Groves stated that the Beacon and REC programs are demonstrating that health information technology wedded with improvements in clinical care can reduce emergency department visits and hospital admissions, ensure patient information is available wherever it is needed and empower practices to operate in a more patient-centered way.

These changes have also laid the groundwork for an innovative regional program among Medicare, Ohio Medicaid and commercial health plans to reward doctors for keeping people healthy rather than just paying for when patients are sick, he said.

Dr. Ted Wymyslo, the director of the Ohio Department of Health and a family physician, said steps are underway to streamline the reporting of electronic lab reports, immunization records and pandemic information through health information exchanges, resulting in a more accurate and proactive approach to population health.

“Health information technology gives health care providers the support they need to provide health care that is truly patient-centered,” Dr. Wymyslo said. “The adoption of electronic health records and the use of electronic health information exchanges is providing more effective health care, and saving time, money and even lives.”

The State’s efforts through the Ohio Patient-Centered Primary Care Collaborative will be accelerated through the use of health information technology, making it easier for the 284 practices involved to communicate patient information to members of a care team.

To provide the health information technology workers trained in electronic health information implementation and exchange, the MidWest Community College HIT Consortium is now preparing students.

“Ohio is ready to meet the HIT needs of our hospitals, health systems and practices and to provide jobs for people who may have been displaced from other fields,” said Norma Morganti, director of the consortium.

“We now have 1,062 graduates and 504 students currently enrolled in HIT training in four of our Ohio community colleges.

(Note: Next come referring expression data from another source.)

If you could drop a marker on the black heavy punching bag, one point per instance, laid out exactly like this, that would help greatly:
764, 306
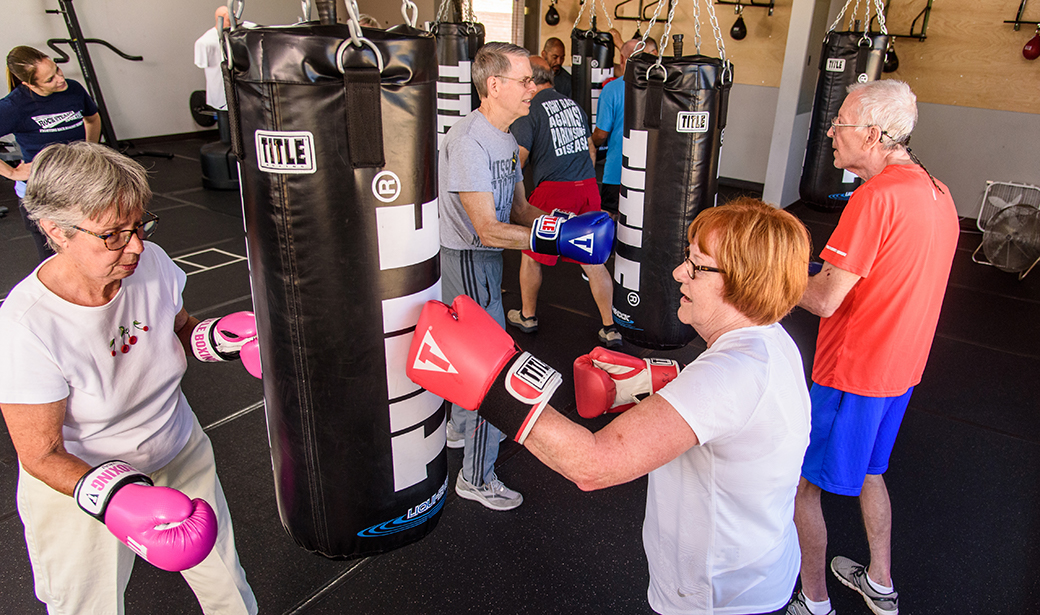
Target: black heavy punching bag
847, 57
592, 63
339, 186
674, 119
457, 46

Our average student has 10 or more years of experience and 50 percent hold a B.A. or higher degree. These are well-qualified candidates for the HIT demands now occurring,” Morganti said.

Paoletti said the ultimate goal of the statewide MU acceleration team is to keep the momentum moving so providers have the ability to communicate with one another electronically, enabling access to the right information at the right time for the care of their patients.

“Our partnerships and collaboration will result in the use of health information exchange across all Ohio regions to ensure that hospitals and health systems can share patient information with doctors and each other, no matter where they are located.”

An ONC white paper delineates Ohio’s collaborative accomplishments, which can be accessed under Resources at

Background Information on the Ohio MU Acceleration Team:
•The Ohio Health Information Partnership, a state-designated nonprofit that oversees primary care physicians’ adoption of electronic health records and meaningful use achievement with seven Regional Extension Center partners as well as the establishment of a statewide health information exchange known as CliniSync;

•HealthBridge, a nonprofit health information exchange and federal Beacon Communityestablished in 1997 that covers the Cincinnati area as well as counties in Kentucky and Indiana;

•The Ohio Department of Health under the Governor’s Office of Health Transformation, which oversees population health, patient-centered medical home initiatives and public health reporting;
•Ohio Medicaid the state office that coordinates registration and payment of physicians and hospitals that reach meaningful use in the federal EHR Incentive Programs; and
•The Midwest Community College HIT Consortium, a collaborative of 17 community colleges in the Midwest area, including Cleveland Community, Cincinnati State, Columbus State, and Sinclair Community colleges in Ohio.